Eu queria poder dizer que agora que voltei, tudo será como um dia já foi. Gostaria de dizer que eu e Liza, minha irmã, vamos poder brincar juntos, conversar, e chutar a quantidade de horas que faltavam para nosso pai terminar o serviço e passar as tardes e as noites conosco em casa, contando as melhores histórias da Guarda de prata. Gostaria de ouvi-lo dizer que se orgulha de mim, e que um dia eu e Liza iríamos tomar a responsabilidade de proteger nossa facção, como ele.

Mas esse dia não vai chegar, nada voltará a ser como era, porque meu pai está morto.

Não. Eu matei meu pai.

Com esses pensamentos amaldiçoados, meus sentimentos ficaram confusos, pois Liza abriu a porta, me viu ao lado de fora, e derrubou um vaso de planta que carregava. A sensação de felicidade ao vê-la misturou-se com a culpa de saber que por minha causa, ela jamais veria nosso pai outra vez. Mas não pude deixar de derrubar uma lágrima de emoção quando ela repentinamente me abraçou, com tanta força que meus pulmões ficaram sem ar.

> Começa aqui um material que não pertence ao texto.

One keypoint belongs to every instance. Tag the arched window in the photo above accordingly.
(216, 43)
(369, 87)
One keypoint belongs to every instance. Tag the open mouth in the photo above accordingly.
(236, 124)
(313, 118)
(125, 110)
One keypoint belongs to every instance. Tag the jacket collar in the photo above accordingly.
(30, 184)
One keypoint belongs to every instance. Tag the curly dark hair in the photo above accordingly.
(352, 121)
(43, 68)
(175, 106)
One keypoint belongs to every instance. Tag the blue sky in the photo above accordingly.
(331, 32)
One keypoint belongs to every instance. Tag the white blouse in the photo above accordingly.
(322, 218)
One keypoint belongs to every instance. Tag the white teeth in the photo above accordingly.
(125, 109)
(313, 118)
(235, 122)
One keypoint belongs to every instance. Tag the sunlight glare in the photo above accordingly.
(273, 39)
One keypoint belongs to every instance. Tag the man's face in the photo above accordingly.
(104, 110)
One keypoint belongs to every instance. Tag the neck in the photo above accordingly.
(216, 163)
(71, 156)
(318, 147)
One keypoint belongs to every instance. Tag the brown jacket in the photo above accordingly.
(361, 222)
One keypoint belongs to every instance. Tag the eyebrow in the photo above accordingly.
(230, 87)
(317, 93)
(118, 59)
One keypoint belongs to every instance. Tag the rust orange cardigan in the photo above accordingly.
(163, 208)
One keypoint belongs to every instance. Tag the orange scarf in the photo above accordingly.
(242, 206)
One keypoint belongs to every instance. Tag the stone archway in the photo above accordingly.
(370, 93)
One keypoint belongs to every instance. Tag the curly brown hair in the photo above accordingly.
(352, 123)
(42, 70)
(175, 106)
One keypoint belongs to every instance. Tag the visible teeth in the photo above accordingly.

— Eu pensei que eu nunca mais fosse ver você, Jack, nunca.

Ela disse, acariciando meus cabelos roxo escuro de forma protetora, como nossa mãe fazia, enquanto lágrimas caiam sem parar de seus olhos. A culpa consumia meu âmago, mas juntei toda a minha vontade e consegui responder, disfarçando a voz trêmula:

— Estou em casa, Liza.

Olhando para ela, notei que estava diferente. Os cabelos antes curtos agora haviam crescido, além de terem sido amarrados em tranças. O rosto, embora delicado como sempre, agora era mais maduro, como o da adulta que ela se tornara alguns meses atrás, no mesmo dia que eu. Podia ser a mesma Liza de sempre, com seu espírito altivo e orgulhoso, mas agora era definitivamente uma mulher muito mais responsável.

Ficamos abraçados por um tempo, em silêncio.

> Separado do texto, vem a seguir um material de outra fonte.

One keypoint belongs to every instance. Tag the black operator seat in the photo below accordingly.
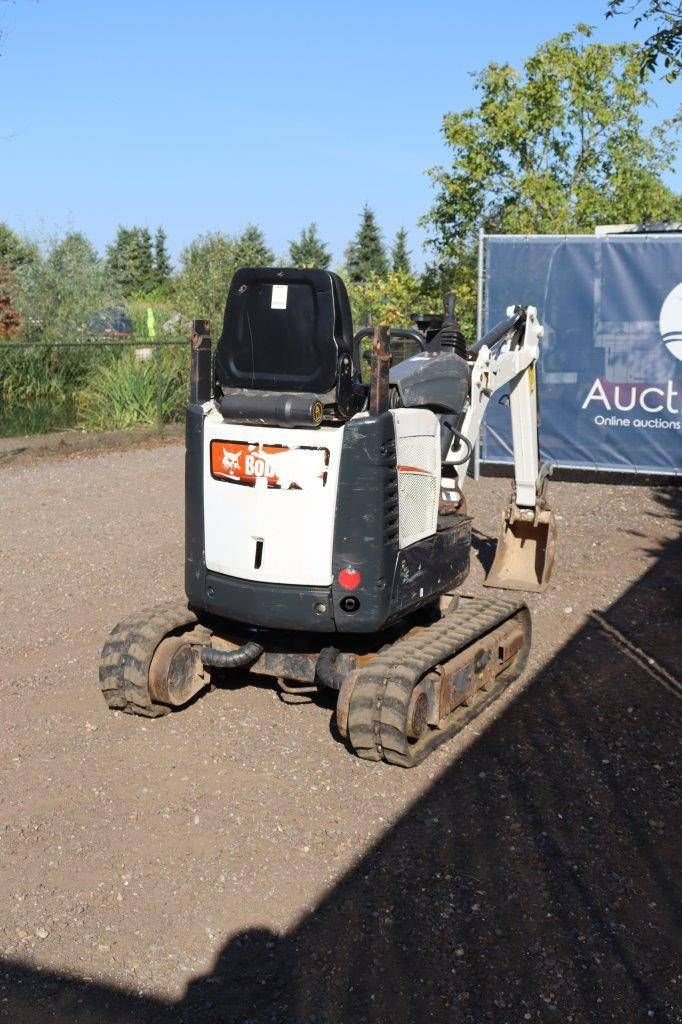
(288, 331)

— Vamos nos sentar no nosso lugar? Parece que não vou lá faz dois anos — Eu respondo, sarcástico.

— Eu te bateria agora mesmo, se não estivesse tendo uma crise de felicidade espontânea – Ela responde sorrindo, enquanto enxuga as lágrimas – Vamos.

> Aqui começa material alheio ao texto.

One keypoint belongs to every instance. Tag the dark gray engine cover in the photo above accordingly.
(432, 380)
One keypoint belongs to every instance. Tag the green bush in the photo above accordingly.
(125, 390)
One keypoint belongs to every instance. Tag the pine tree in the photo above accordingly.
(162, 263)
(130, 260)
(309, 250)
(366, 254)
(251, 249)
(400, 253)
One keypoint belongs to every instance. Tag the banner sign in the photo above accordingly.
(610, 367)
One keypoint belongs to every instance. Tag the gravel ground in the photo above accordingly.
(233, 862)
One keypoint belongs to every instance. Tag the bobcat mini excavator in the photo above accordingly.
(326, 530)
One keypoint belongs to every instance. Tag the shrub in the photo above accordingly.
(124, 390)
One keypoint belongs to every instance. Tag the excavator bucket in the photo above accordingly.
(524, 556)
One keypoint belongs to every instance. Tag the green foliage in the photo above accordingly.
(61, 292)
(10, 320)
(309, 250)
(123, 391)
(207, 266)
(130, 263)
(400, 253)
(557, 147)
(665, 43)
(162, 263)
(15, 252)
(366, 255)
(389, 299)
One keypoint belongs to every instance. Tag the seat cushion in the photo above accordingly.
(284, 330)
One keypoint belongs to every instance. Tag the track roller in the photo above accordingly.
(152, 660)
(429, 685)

Indo em direção a árvore que ficava na ponta da colina, em frente a nossa casa, a primeira coisa com que me deparei foi que eu lado dela jazia um túmulo. Me aproximei e li, esculpido com grande delicadeza: "Em homenagem a Jack Murasaki".

— Uau, você não brincou quando disse "pensei que nunca mais fosse te ver" – Eu comento, um pouco envergonhado.

— 2 anos desaparecido, ainda mais na Noite Vermelha, o lugar mais perigoso do mundo. Nem posso acreditar que você está vivo – Liza fala, dando um leve sorriso enquanto olhava para o túmulo.

Após essa frase nós olhamos juntos para o horizonte, de frente a mais bela visão de Yukiyama, a capital da Ilusão, lar dos misteriosos portadores de ilusões, como eu e minha irmã.

A neve caía lentamente nas casas de madeira de pinheiro, distantes no horizonte, enquanto o Sol se escondia detrás das enormes montanhas nevadas. Era possível ver ao longe as pessoas, tão pequenas e distantes, passeando pela rua, brincando com a ilusão de uma cidade perfeita. Quase deixei cair uma lágrima, pois a muito já havia esquecido como esse lugar me era importante.

— Jack... Por mais que eu queira saber o que você viu lá, agora não me importo com outra coisa além do seu estado. Não sei o que você presenciou, mas só de olhar seu semblante sei que você precisa de tempo, e descanso.